От такой триады я немного опешил и машинально подчинился. Ключ из замочной скважины ловко перекочевал в те же пазы, только уже со стороны номера. Последовало быстрых два оборота. Я в оцепенении наблюдал, как он извлекался из двери и погружался в глубокое декольте. Скосив голову в сторону, она выдала:

- Ну что, товарищ биатлонист, арестован ты до утра.

- Как до утра? – прохрипел от неожиданности я.

- Ладно, шучу, не до утра, режим есть режим. Хотя у тебя эстафета через день. Так что будет у нас с тобой взрослый режим. Знаешь какой?

- Неаа… - промотал я головой.

- Режим – наебемся и лежим.

После этой фразы она громко рассмеялась, причем таким звонким смехом, как будто ей было не за тридцать, а всего лишь пятнадцать лет, а потом добавила:

- Ладно, Стасюня, покажи себя настоящим мужиком и иди спать.

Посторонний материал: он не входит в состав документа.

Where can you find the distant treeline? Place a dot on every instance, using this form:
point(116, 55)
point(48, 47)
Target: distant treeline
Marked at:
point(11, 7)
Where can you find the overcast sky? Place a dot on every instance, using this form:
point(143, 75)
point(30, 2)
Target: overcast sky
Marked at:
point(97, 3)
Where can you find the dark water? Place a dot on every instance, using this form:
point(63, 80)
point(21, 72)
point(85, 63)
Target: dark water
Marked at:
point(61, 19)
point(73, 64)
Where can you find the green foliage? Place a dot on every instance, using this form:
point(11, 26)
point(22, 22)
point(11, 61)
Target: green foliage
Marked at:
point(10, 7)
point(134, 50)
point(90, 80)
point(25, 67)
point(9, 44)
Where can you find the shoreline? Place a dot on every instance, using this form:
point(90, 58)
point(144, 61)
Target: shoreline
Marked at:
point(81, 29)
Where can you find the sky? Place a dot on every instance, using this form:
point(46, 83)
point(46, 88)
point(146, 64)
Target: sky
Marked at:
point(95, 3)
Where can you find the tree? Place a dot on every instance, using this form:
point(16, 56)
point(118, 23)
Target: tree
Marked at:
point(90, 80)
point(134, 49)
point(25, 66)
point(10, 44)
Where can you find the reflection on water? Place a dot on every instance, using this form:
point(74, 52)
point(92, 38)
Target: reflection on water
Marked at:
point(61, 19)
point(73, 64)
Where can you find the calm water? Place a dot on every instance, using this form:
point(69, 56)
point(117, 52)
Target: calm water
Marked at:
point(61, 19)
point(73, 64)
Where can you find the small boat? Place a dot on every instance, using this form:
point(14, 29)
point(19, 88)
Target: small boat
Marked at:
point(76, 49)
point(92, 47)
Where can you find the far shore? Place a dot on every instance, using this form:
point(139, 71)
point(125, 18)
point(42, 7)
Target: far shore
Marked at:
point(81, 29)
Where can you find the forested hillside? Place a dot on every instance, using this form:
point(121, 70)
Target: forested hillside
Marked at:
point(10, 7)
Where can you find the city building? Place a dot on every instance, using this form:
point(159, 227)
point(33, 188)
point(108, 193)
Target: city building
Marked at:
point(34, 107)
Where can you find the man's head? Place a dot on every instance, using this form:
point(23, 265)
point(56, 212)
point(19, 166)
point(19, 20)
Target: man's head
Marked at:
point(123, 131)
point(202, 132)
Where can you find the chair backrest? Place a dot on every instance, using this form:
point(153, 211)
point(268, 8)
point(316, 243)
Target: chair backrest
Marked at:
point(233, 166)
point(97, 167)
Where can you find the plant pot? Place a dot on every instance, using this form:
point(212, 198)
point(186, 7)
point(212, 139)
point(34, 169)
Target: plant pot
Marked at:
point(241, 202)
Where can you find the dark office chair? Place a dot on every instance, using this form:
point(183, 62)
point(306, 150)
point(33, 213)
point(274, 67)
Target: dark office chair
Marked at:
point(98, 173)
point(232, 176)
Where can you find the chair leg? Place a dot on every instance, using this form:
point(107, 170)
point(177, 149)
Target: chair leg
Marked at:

- Да как-то….. – стал я мямлить…

- Все будет хорошо, мой робкий мальчик. Я даже мертвого мужа реанимирую, когда мне очень хочется, а сейчас мне не просто очень хочется, а прямо-таки безумно хочется. Я когда увидела твои глаза близко, сразу же захотела почувствовать тебя внутри.

С этими словами она включила магнитолу и, подойдя ко мне, плавно, скользя по полу туфлями села передо мной на прямой шпагат. Пока я опешивши стоял, она стала стягивать с меня спортивные штаны. Те не снимались, мешала тесемка завязанная на бедрах бантиком. Очнувшись, я сделал назад шага два. Мое сердце стучало, как мне казалось, на весь номер. Леночка не вставая, взяла свою правую ногу и с легкостью закинула ее себе за спину. Тоже самое она проделала и с левой ногой. Снаружи остались руки. Расставив локти, она стала медленно поднимать к груди свою и так не длинную юбку.

Под ней оказались розовые, полупрозрачные трусики. Лена, двумя большими пальцами залезла в них со стороны бедер и дойдя вниз до самого узкого местечка, немного оттянула их от своего тела и стала перемещать из стороны в сторону эту натянутую, узенькую полоску.

Кружевная шторка под музыку Деми Мура заманчиво двигалась то влево, то вправо, на секунду открывая интимную щелку. Она, к моему изумлению, оказалась совершенно голенькой, как у неполовозрелой девочки. Затем она освободив одну ногу, с поворотом резко встала и в повелительном тоне скомандовала:

- А ну, быстро в ванну. Там есть пробка на цепочке. Наберешь воду и еще, не забудь добавить шампунь, хочу ванну с пеной.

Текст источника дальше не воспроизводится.